AmeriCare provides ambulance transportation services most commonly to Medicare beneficiaries. Medicare only covers ambulance transportation services when other methods of transportation (such as a non-ambulance stretcher van or a car) would endanger a patient’s health. The firms’ client worked as a paramedic at AmeriCare and discovered the alleged fraud during his employment.

The client alleged that AmeriCare routinely asked him to falsify records to misrepresent the medical condition of patients to create the false impression that the services were medically necessary. When he expressed concerns about this to AmeriCare management, he was fired. The client then filed claims under the False Claims Act.

In addition to paying approximately $5.5 million, AmeriCare has also agreed to enter into an integrity agreement with the Inspector General of the U.S. Department of Health and Human Services.
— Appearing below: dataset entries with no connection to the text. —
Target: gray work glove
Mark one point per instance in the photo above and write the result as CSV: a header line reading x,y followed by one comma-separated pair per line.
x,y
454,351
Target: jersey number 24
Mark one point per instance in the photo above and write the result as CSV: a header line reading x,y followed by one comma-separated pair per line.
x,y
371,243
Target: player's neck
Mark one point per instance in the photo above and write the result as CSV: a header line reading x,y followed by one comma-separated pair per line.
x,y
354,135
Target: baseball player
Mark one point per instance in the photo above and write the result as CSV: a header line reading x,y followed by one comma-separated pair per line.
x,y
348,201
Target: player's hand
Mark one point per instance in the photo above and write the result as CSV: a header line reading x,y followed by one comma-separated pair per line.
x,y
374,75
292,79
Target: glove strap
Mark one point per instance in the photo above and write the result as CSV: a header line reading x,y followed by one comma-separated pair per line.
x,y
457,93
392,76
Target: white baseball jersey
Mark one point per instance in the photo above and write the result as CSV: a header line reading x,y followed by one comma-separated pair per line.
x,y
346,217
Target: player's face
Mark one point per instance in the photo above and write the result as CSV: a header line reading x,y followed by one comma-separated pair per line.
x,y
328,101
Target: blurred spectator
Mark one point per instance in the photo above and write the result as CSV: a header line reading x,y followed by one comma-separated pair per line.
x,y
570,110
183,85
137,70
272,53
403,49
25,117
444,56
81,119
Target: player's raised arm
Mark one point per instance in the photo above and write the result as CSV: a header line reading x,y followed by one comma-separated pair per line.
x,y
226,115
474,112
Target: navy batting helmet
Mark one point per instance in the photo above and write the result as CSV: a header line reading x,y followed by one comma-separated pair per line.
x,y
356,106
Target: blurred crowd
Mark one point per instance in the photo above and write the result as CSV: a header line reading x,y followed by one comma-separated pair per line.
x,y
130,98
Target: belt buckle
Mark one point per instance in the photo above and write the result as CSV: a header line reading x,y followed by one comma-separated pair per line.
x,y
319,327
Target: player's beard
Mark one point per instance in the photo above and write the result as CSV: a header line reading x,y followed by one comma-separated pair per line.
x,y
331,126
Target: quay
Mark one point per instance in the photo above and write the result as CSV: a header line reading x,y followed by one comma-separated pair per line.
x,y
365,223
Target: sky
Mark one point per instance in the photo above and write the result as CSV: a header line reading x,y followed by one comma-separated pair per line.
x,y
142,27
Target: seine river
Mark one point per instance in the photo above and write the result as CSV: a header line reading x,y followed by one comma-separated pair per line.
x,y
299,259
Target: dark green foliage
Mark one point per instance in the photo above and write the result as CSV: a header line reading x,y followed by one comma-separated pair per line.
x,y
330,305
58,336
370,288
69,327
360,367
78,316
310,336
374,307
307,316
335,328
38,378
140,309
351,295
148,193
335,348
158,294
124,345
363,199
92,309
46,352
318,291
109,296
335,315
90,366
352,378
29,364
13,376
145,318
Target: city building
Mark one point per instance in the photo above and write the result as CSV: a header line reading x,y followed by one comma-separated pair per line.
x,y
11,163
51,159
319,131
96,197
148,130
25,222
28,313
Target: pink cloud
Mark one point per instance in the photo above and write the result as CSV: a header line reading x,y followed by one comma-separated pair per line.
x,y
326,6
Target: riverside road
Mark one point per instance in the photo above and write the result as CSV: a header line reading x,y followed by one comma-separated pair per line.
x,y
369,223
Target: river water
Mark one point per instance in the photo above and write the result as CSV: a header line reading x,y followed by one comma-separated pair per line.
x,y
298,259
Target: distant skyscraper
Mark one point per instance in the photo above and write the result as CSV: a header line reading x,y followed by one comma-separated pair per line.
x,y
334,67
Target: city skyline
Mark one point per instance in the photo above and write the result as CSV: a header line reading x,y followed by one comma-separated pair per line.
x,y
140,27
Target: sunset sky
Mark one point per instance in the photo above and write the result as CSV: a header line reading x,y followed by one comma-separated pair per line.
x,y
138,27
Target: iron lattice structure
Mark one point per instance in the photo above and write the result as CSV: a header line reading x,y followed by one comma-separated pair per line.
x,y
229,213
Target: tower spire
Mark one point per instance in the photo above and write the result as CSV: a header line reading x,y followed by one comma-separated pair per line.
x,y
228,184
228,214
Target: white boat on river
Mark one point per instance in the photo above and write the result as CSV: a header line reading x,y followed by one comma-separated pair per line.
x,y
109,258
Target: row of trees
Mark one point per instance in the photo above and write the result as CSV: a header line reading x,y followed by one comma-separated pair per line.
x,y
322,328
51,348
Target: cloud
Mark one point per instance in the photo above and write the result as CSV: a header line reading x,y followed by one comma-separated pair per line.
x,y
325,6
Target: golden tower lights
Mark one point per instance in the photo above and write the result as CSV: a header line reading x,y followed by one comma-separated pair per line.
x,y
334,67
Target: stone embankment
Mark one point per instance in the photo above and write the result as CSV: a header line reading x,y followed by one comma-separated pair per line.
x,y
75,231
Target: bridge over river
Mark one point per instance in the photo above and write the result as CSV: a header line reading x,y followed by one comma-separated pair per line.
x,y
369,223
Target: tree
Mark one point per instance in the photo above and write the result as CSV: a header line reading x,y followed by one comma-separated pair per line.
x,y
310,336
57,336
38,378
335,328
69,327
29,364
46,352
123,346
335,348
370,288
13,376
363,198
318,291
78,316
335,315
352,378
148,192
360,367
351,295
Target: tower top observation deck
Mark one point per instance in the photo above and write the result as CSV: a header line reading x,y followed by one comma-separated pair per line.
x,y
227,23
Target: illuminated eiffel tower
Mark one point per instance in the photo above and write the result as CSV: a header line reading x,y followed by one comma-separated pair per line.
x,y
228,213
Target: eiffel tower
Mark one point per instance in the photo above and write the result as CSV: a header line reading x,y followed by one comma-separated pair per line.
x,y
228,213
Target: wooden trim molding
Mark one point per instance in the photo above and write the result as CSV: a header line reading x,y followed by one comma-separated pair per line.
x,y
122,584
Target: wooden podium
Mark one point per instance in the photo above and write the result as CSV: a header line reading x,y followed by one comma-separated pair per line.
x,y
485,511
“We worked very hard on this case since the time it was filed in 2013 — the team earned this outstanding result,” said Berger & Montague shareholder Shauna Itri, counsel for the whistleblower. “We want whistleblowers to be proud about their actions, and we believe the settlement is something our client can be proud of.”

Wenzel Fenton Cabassa partner Steven G. Wenzel added: “The United States faces a crisis because of the rising cost of healthcare. Fraud must stop — it hurts patients who won’t be able to get care. All healthcare workers should be vigilant about their employer’s misdeeds and call us so we can help stop fraud and protect their job rights.”

Settled on Jan. 30, the case is United States ex rel. Sharpe v. AmeriCare Ambulance Service, No. 8:13-cv-01171 (M.D. Fla. 2013).